Presencia viva y subversiva

«Encontrar la vida divina en la profundidad doliente de la humana realidad, es una misión de esperanza que la Eucaristía nos confía» (Xavier Quinzà Lleó).
La Eucaristía es un sacramento de la Iglesia que procede directamente de Jesús. Él nos invitó a conmemorar esos últimos momentos de su vida, como una completa donación de sí por amor durante toda su vida, para que nos sirviera de recuerdo, de presencia actualizada de su vida y sentimientos en nuestra realidad, como comunión con Dios y con los demás.
En la Eucaristía entramos en la escuela del don gratuito, de la acción de gracias permanente por todo lo que somos y tenemos, de la admiración ante la acción de Dios en quienes emplean su vida por la liberación de los demás, haciendo presentes en la celebración a los crucificados de nuestra historia y también las acciones y momentos de resurrección que esa misma historia nos ofrece.
Si pensamos que la Eucaristía debería vivirse así, o de una forma similar, comprobaremos lo poco que tienen que ver las Misas que se celebran normalmente en las diversas iglesias del mundo, con la última cena de Jesús o con esta vivencia de la misma. Las celebraciones según las normas que marcan los misales, están marcadas por ritos rígidos, preguntas y respuestas, oraciones ya conocidas.

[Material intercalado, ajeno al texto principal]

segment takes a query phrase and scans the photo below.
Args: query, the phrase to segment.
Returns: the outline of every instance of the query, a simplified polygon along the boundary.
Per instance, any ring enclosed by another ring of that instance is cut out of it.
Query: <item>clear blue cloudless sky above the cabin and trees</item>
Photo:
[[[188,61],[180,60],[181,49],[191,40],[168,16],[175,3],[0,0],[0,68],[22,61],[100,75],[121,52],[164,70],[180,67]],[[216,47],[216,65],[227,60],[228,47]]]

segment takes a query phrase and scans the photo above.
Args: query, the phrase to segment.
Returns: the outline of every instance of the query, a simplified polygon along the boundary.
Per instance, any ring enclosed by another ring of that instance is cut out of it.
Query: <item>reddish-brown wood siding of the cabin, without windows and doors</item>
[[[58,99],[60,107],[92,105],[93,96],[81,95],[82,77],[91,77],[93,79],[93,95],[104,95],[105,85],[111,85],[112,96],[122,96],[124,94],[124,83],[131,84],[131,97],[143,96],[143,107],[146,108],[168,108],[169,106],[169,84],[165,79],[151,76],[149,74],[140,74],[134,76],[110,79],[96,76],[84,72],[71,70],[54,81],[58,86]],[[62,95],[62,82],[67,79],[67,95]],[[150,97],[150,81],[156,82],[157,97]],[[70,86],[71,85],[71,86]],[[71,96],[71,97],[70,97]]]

¿Dónde queda la libertad del cristiano, la respuesta libre alentada por el Espíritu, el espíritu de fraternidad, de alegría, de diálogo…? Nuestras iglesias están cada vez más vacías, en parte por el alejamiento del pensamiento de la jerarquía eclesial de la vida concreta de los hombres y mujeres de hoy (excepción hecha de algunos pocos obispos y de la libertad que mantiene el Papa Francisco). Y, en el aspecto celebrativo, la gente por lo general no encuentra ningún motivo para ir a celebrar algo que no comprende, que es triste, que no hace presente la realidad de su existencia.

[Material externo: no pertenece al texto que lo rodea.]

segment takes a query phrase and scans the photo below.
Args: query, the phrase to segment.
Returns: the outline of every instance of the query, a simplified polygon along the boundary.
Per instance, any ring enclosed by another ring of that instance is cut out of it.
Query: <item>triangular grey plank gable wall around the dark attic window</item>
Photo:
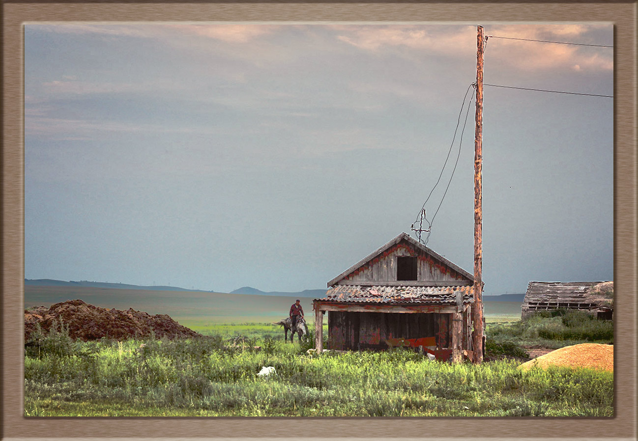
[[[417,257],[417,280],[454,281],[465,280],[463,276],[431,256],[415,250],[408,243],[400,242],[391,249],[361,266],[344,280],[378,280],[380,282],[397,280],[397,257]]]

Y es que la Eucaristía es un misterio diáfano de amor, de gozo, de entrega. Un encuentro fraterno donde la vida en todas sus facetas se hace presente, y un recuerdo se actualiza, haciéndolo presente, donde se perciben los contornos de una Presencia real, que motiva y reaviva las brasas en cada uno de nuestros corazones.

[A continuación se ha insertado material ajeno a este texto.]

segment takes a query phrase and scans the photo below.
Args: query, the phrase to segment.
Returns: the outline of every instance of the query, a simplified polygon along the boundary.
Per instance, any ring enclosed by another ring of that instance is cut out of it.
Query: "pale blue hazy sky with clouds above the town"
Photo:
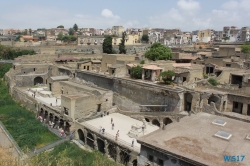
[[[250,0],[0,0],[0,29],[250,26]]]

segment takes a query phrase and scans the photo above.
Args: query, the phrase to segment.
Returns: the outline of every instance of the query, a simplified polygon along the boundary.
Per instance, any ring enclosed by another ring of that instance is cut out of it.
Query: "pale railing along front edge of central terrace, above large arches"
[[[109,138],[110,140],[114,140],[114,142],[116,142],[117,144],[120,144],[120,145],[124,145],[126,148],[128,148],[129,150],[131,150],[131,151],[135,151],[135,152],[140,152],[140,147],[139,146],[135,146],[135,145],[133,145],[133,147],[132,147],[132,143],[130,144],[130,143],[127,143],[126,141],[124,141],[124,140],[122,140],[121,138],[117,138],[117,140],[116,140],[116,137],[115,136],[113,136],[113,135],[111,135],[111,134],[109,134],[109,133],[107,133],[107,132],[105,132],[105,133],[102,133],[102,132],[100,132],[100,129],[98,129],[98,128],[96,128],[96,127],[94,127],[94,126],[92,126],[92,125],[90,125],[90,124],[87,124],[86,122],[83,122],[83,123],[81,123],[84,127],[86,127],[86,128],[88,128],[89,130],[91,130],[91,131],[94,131],[94,132],[96,132],[96,133],[99,133],[99,135],[103,135],[104,137],[107,137],[107,138]]]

La Eucaristía debe cambiar radicalmente, para que sea expresión de lo que celebra, desterrando las palabras incomprensibles y mágicas, la frialdad de los ritos y la rigidez de una ortodoxia, que debe dar paso a la libertad del Espíritu y al auténtico don de la comunión.
La comunidad es la base de quienes celebran la Eucaristía. Sin una comunidad de hermanos y hermanas que se conozcan, que vibren al unísono, que se comprometan contra las injusticias desde la ternura de la solidaridad, que alaben a Dios desde un estilo de vida diferente, no consumista, ecológico, no-violento… no podrá haber verdadera Eucaristía, pues esta se convierte en Presencia por la fe y el compromiso de la comunidad.
Entonces se podrá contemplar el Cuerpo y la Sangre de Cristo en el sufrimiento y en el dolor de los crucificados del mundo. Y cómo se transforma la realidad y brota la esperanza cuando surgen signos de resurrección a nuestro alrededor.
Solo así, quienes comulgan con el pan y el vino de la fraternidad, y se encarnan en el mundo de la alegría y las lágrimas, la fe y la incredulidad, el odio y la compasión, la injusticia y la solidaridad, mostrarán en sus actuaciones la presencia viva y subversiva del Resucitado.
«Felices quienes recrean, actualizan, sugieren, vivifican cada Eucaristía que celebran».